TV’s “Wizards of Waverly Place” star Selena Gomez, who had so little presence in last year’s “Monte Carlo” that she disappeared into the background of her own movie, turns out to be great at supplying the voice for an animated character. She’s Dracula’s now grown and hyperactive daughter Mavis, a charmer with a cute pixie-cut hairdo, a tiny black-lipsticked mouth and a sweetly optimistic (as opposed to rebelliously obnoxious) adolescent attitude. She wants to see the world beyond the Hotel Transylvania resort that her father built as a hidden-from-humans refuge for vacationing monsters.

All of dad’s friends show up for Mavis’ 118th birthday party, a monster mash featuring a terrific all-star voice cast. Steve Buscemi shines as deadpan Wayne the Werewolf, miserably putting up with a rowdy pack of pups. CeeLo Green is the full-of-life Murray the Mummy, David Spade is Griffin the Invisible Man and Jon Lovitz is the hotel’s humans-hating head chef Quasimodo. Kevin James is a blue-skinned and sometimes dismembered Frankenstein (aka “Uncle Frank”), and Fran Drescher is his nagging wife Eunice.
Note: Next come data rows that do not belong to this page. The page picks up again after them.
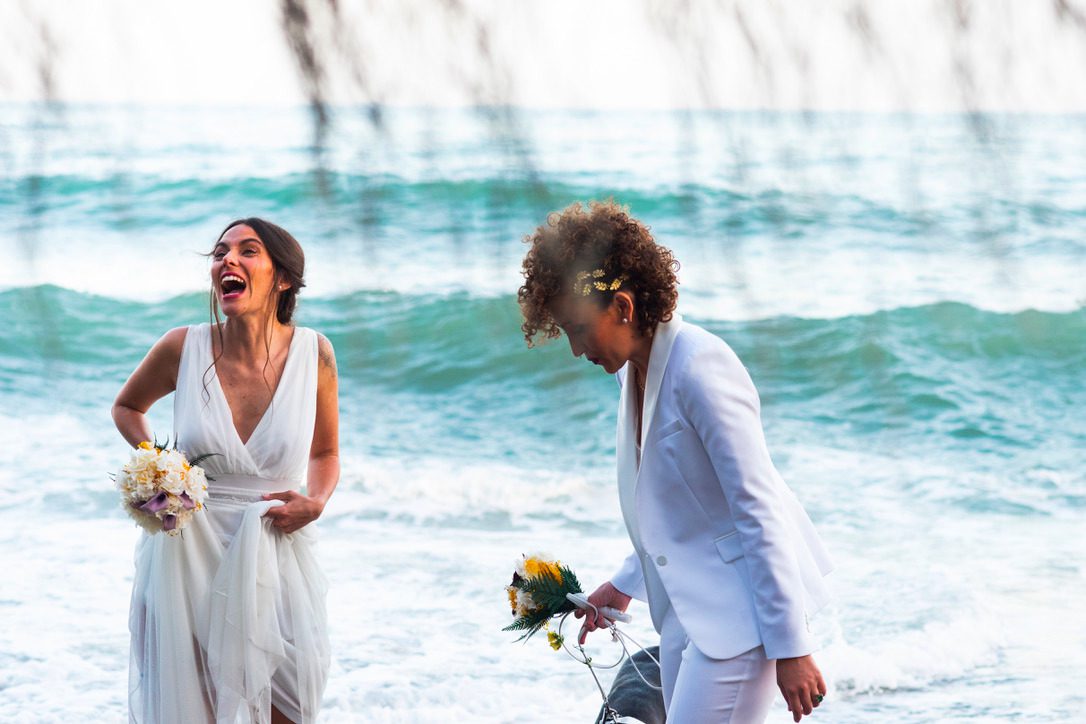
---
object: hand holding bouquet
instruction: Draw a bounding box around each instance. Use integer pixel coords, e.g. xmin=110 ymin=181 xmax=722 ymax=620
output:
xmin=114 ymin=438 xmax=213 ymax=536
xmin=504 ymin=553 xmax=658 ymax=721
xmin=503 ymin=553 xmax=631 ymax=650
(L to R, clockwise) Murray the Mummy (CeeLo Green), Griffin The Invisible Man (David Spade), Frankenstein (Kevin James), his wife Eunice (Fran Drescher), Dracula (Adam Sandler), Wayne the werewolf (Steve Buscemi) and his wife Wanda (Molly Shannon) in “Hotel Transylvania.” ©Sony Pictures Animation.
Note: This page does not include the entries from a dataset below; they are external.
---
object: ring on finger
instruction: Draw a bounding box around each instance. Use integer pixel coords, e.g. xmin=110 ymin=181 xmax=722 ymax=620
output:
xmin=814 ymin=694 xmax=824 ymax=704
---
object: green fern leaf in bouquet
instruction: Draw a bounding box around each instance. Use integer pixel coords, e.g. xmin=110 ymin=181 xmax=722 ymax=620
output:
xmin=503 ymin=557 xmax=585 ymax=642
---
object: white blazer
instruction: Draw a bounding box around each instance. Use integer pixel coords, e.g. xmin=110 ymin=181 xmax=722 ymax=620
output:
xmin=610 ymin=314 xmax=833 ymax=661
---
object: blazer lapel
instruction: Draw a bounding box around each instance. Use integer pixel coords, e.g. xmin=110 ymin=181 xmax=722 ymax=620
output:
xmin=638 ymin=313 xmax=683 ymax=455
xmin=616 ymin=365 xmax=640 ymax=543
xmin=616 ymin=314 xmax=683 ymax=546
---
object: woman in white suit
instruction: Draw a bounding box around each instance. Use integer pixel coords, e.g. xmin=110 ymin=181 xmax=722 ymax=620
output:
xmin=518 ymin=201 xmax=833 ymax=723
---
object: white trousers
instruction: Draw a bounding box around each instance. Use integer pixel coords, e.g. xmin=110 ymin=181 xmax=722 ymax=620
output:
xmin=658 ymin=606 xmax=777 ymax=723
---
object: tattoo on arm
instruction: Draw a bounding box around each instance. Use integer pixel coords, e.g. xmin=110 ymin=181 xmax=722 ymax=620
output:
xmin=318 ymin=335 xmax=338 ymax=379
Sheltered-since-birth Mavis has no friends her own age. That changes when human backpacker Jonathan (Andy Samberg) accidentally wanders into the festivities. Jonathan is so go-with-the-flow dopey that at first he’s oblivious to the fact he has stumbled upon a hotel full of real monsters. After first trying to hide him, Dracula disguises Jonathan as one of Uncle Frank’s nephews in an attempt to keep the hotel’s guests from realizing a human is in their midst. Mavis naturally regards him as potential boyfriend material, and predictable but enjoyable complications ensue.

The movie’s sense of humor is often corny but fun. Asked if it’s true that a wooden stake through the heart will kill a vampire, Dracula replies, “Yeah, well, who wouldn’t that kill?” He also explains that he quit fanging necks long ago because “human blood is so fatty, and you never know where it’s been.” Bagels are smeared with “scream cheese,” an empty suit of armor that gets kicked in the crotch wonders “why does that hurt me?” and the hotel limo is a glass-walled hearse.

First-time feature director Genndy Tartakovsky, a veteran of Cartoon Network series including “Star Wars: Clone Wars,” “Samurai Jack” and “Dexter’s Laboratory,” keeps the story moving at a pace that sometimes feels a little over-amped but definitely never drags. The completely kid-friendly screenplay is by “Borat,” “Bruno” and “Arthur Christmas” co-writer Peter Baynham and “Saturday Night Live”‘s “Saturday TV Funhouse” creator Robert Smigel. Also, this is the rare animated movie these days that’s not saddled with a dated classic-rock soundtrack.

If your budget’s tight and your little monsters only get to see one Halloween flick this year, check the family into “Hotel Transylvania.” That other movie is for the dogs.